Really timely (from the point of discussion) Used Oil Analysis just turned up here, on Gulf Western "fully synthetic" 10W60 in a ktm 690.
http://www.bobistheoilguy.com/forums/ubb...10w#Post3928703
Aside from being my least favourite oil brand in Australia, here's what I observed.
Originally Posted By: Shannow
I have seen absolutely nothing that impresses me about Gulf Western.
But this one takes the cake.
KV100 is listed on the PDS as >21.9...that's thick.
Your used KV100 is 14.3
KV40 is listed as 130
Yours is 91.1 used.
VI is listed as >170.
Yours is 163...to quote a proponent "at least it maintained it's viscosity index"
Re their PDS
http://www.gulfwestern.com.au/wp-content/uploads/2015/07/Gulf-1-10W-60-SN-1-2014.pdf
TBN is pretty woeful to begine with.
Flash point and density would indicate an oil that's pushed to a grade through VII addition.

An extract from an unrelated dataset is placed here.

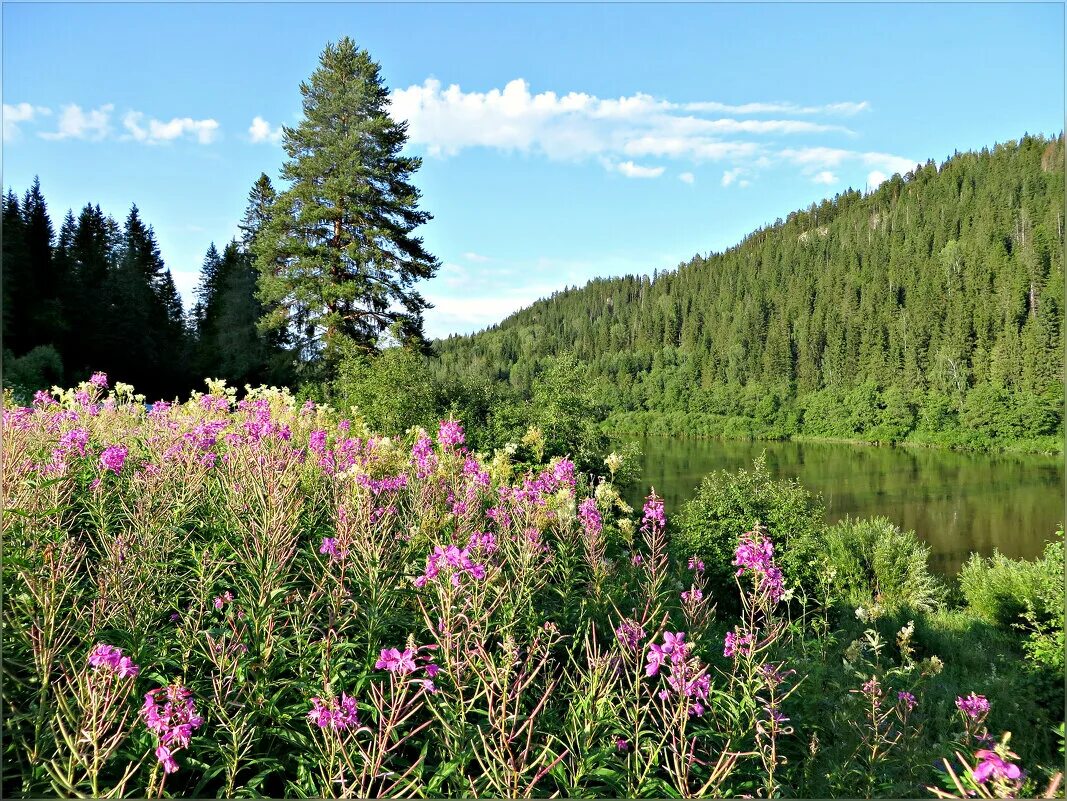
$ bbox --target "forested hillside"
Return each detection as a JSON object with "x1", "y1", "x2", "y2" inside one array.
[{"x1": 433, "y1": 134, "x2": 1065, "y2": 451}]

P would indicate that it's an additive pack and treat rate probably that would meet an ILSAC standard.
It's "formulated with PAO"...
Ditch the Gulf Western...Mobil 4t, V-Twin depending on how thick you want to go.
The wear metals are all OK, but the oil was cut to shreds.
More shear stable polymers, and he could run a 40 and have had similar results.
Chopped up polymers are also sludge precursors.